Outubro marcou um ano da maior eleição para conselheiros tutelares desde a criação do cargo em 1990, com a promulgação do Estatuto da Criança e do Adolescente (ECA). A campanha em 2023 teve grande repercussão nas redes sociais e resultou em uma vitória expressiva de candidatos conservadores e, concretamente, cristãos. Muitos deles, no entanto, nunca assumiram o cargo ou foram retirados da função após denúncias de "abuso de poder religioso”. Outros, eleitos, sofrem pressões e estão com dificuldades para defender as crianças de ideologias nos conselhos tutelares.
A Lei Federal nº 8.069, que institui o ECA, não impede a participação de representantes religiosos no Conselho Tutelar (CT).
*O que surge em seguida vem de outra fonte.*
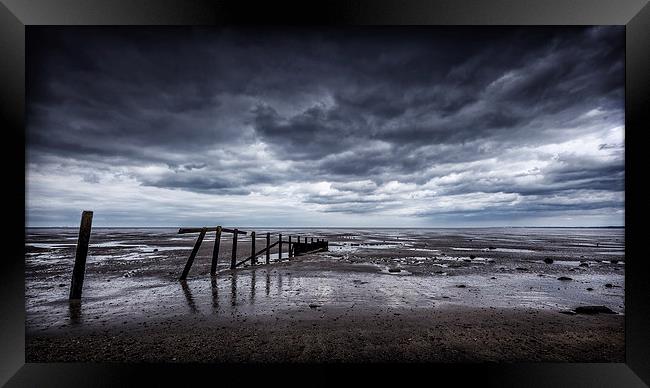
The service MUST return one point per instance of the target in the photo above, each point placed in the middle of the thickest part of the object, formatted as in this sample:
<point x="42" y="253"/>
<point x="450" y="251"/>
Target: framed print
<point x="447" y="188"/>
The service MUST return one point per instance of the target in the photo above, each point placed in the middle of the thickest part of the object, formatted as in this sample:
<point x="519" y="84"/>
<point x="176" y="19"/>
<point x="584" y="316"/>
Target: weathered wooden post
<point x="80" y="258"/>
<point x="195" y="250"/>
<point x="233" y="258"/>
<point x="253" y="248"/>
<point x="289" y="246"/>
<point x="268" y="249"/>
<point x="215" y="251"/>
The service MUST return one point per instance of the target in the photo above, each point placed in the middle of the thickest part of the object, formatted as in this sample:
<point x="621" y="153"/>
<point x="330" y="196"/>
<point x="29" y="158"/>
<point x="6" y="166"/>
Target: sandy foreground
<point x="420" y="295"/>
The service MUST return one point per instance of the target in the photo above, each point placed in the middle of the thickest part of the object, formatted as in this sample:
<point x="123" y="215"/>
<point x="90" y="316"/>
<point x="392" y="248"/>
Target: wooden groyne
<point x="294" y="248"/>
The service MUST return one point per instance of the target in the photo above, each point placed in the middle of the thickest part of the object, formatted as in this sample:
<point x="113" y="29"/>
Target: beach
<point x="377" y="295"/>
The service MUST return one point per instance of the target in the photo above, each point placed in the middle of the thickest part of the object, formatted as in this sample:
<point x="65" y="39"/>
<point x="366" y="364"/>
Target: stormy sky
<point x="358" y="127"/>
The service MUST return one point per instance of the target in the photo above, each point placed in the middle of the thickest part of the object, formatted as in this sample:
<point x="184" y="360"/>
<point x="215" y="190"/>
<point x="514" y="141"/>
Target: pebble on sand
<point x="593" y="310"/>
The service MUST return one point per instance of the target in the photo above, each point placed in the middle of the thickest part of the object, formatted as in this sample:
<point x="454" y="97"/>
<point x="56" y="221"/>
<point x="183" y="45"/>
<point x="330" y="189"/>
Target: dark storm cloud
<point x="228" y="111"/>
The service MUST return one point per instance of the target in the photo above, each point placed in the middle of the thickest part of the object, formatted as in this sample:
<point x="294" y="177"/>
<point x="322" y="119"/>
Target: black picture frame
<point x="15" y="15"/>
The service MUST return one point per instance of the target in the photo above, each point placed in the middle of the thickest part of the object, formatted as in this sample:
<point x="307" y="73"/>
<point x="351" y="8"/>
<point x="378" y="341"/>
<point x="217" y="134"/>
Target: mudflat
<point x="377" y="295"/>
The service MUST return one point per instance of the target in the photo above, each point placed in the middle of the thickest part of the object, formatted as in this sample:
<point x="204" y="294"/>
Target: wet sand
<point x="453" y="300"/>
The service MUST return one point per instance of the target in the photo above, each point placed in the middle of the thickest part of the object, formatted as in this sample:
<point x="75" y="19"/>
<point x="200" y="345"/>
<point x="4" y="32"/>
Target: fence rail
<point x="294" y="248"/>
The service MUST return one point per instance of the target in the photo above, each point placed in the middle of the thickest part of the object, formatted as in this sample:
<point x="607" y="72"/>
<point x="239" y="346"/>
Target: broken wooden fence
<point x="294" y="248"/>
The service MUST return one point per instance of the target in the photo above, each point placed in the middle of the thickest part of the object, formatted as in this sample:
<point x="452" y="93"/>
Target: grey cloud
<point x="344" y="105"/>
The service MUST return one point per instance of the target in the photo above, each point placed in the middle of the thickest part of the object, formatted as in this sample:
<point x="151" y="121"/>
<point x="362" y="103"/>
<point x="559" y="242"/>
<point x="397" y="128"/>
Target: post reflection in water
<point x="252" y="286"/>
<point x="215" y="293"/>
<point x="188" y="297"/>
<point x="233" y="289"/>
<point x="74" y="308"/>
<point x="268" y="282"/>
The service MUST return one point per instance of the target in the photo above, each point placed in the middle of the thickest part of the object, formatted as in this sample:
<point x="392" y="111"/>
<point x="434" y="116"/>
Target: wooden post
<point x="195" y="250"/>
<point x="289" y="246"/>
<point x="233" y="259"/>
<point x="215" y="252"/>
<point x="268" y="250"/>
<point x="80" y="258"/>
<point x="253" y="248"/>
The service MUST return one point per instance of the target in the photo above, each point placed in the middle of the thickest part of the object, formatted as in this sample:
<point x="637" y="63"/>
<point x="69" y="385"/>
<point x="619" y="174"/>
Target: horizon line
<point x="343" y="227"/>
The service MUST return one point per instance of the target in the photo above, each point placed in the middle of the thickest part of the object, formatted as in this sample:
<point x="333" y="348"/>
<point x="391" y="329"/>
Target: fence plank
<point x="253" y="256"/>
<point x="268" y="247"/>
<point x="210" y="229"/>
<point x="79" y="269"/>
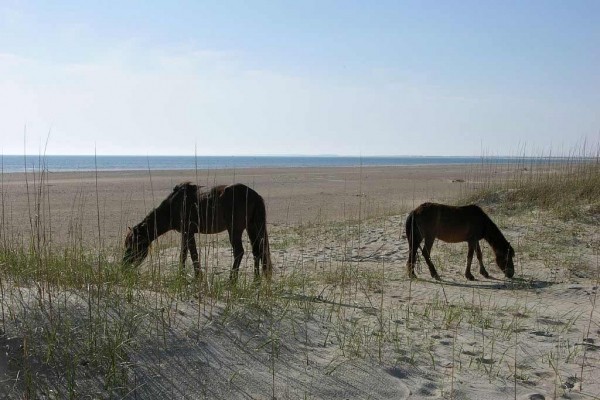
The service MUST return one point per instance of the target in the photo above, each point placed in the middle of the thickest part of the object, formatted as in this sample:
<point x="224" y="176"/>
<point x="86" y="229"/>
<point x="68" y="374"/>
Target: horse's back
<point x="450" y="223"/>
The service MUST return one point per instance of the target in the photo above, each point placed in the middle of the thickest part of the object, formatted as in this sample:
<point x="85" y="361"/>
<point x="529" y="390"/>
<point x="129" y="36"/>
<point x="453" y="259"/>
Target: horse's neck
<point x="494" y="237"/>
<point x="157" y="223"/>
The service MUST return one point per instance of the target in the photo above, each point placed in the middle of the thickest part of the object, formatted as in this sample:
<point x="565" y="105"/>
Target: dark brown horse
<point x="189" y="209"/>
<point x="451" y="224"/>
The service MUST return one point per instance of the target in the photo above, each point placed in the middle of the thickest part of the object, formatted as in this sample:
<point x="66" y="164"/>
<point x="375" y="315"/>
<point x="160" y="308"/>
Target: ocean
<point x="54" y="163"/>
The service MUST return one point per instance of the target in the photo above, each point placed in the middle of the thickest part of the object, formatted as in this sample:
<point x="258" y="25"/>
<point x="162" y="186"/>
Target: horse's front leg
<point x="235" y="238"/>
<point x="482" y="269"/>
<point x="184" y="248"/>
<point x="470" y="252"/>
<point x="426" y="255"/>
<point x="191" y="245"/>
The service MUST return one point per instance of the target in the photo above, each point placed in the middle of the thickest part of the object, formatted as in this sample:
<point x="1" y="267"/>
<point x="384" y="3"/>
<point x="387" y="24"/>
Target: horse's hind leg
<point x="256" y="241"/>
<point x="426" y="254"/>
<point x="468" y="273"/>
<point x="235" y="238"/>
<point x="414" y="241"/>
<point x="482" y="269"/>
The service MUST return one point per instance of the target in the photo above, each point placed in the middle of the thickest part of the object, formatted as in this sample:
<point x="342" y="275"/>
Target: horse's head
<point x="137" y="244"/>
<point x="504" y="259"/>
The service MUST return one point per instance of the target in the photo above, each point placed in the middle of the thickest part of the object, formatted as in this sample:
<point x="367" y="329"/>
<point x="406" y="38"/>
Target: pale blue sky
<point x="303" y="77"/>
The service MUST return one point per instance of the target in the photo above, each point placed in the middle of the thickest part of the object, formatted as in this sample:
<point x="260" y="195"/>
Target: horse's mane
<point x="166" y="203"/>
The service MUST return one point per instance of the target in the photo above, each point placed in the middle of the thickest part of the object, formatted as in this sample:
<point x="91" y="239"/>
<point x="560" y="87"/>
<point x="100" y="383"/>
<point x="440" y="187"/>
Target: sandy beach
<point x="84" y="205"/>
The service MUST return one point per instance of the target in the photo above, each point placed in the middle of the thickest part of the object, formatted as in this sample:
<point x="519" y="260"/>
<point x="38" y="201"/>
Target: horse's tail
<point x="259" y="229"/>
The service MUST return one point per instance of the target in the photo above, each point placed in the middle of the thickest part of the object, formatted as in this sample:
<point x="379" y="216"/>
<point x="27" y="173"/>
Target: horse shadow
<point x="499" y="284"/>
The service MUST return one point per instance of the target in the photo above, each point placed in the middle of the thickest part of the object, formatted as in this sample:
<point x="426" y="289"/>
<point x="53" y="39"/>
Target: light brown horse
<point x="189" y="209"/>
<point x="451" y="224"/>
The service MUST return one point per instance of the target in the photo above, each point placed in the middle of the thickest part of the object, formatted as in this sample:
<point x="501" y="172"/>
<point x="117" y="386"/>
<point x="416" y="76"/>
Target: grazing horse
<point x="451" y="224"/>
<point x="190" y="210"/>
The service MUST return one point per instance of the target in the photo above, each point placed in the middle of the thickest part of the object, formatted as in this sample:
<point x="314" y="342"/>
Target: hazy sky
<point x="299" y="77"/>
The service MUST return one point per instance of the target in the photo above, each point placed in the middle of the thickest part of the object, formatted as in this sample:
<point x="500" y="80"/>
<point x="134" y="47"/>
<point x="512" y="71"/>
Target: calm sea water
<point x="10" y="164"/>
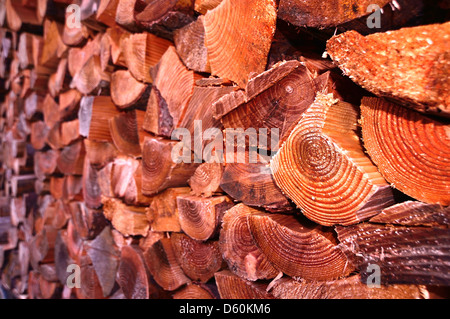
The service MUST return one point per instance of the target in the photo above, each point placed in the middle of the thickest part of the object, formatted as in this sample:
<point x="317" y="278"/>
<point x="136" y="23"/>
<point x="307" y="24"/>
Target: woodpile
<point x="208" y="149"/>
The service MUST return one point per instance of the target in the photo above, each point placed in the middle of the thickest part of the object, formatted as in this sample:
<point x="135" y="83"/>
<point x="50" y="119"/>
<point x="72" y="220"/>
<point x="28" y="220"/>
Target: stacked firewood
<point x="117" y="179"/>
No entanto, a resolução nº 231 de 2022 do Conanda (Conselho Nacional dos Direitos da Criança e do Adolescente), que regulamenta as eleições para conselhos tutelares, incluiu um dispositivo – considerado inconstitucional por juristas – que prevê a possibilidade de questionar uma candidatura em caso de financiamento por entidades religiosas ou de veiculação de propaganda em templos de qualquer religião.
A cláusula, que fere o direito de liberdade religiosa, foi mencionada para impugnar candidatos que tiveram algum apoio religioso. Candidaturas foram questionadas por diversas situações, como casos em que pastores pediram orações durante o culto ou pelo fato de eleitos agradecerem a vitória em suas igrejas.
“É claro que organizações da sociedade civil, religiosas ou não, podem querer participar do processo de escolha dos conselheiros. A nossa sociedade, segundo a Constituição Federal, deve ser plural, permitindo às mais variadas organizações, participar do processo político”, afirma Alessandro Chiarottino, professor de Direito Constitucional e doutor em Direito pela USP.
“A vedação de participação política baseada na filiação religiosa é, portanto, absolutamente inconstitucional. É preciso lembrar que o Brasil é um estado laico (ou seja, que não favorece particularmente um tipo de crença, nem possui religião oficial), e não um estado laicista (que procura excluir a religião da esfera pública).”
André Amaral, do Instituto Brasileiro de Direito e Religião (IBDR), acredita que a impugnação dos cristãos põe em risco a diversidade e a liberdade de expressão no debate público, além de sugerir uma perseguição sistemática. “O sistema político brasileiro precisa evoluir para garantir uma sociedade mais justa, onde todas as ideologias, crenças e visões de mundo possam coexistir em um espaço de respeito e debate livre.”
“Do ponto de vista jurídico, não há um impedimento explícito que proíba um pastor ou líder religioso de abordar temas políticos durante um culto”, continua Amaral. “Quanto às orações, se uma pessoa crê em Deus e decide, em um momento público ou privado, orar em agradecimento ou pedir orientação divina, essa prática é protegida pelas garantias constitucionais.”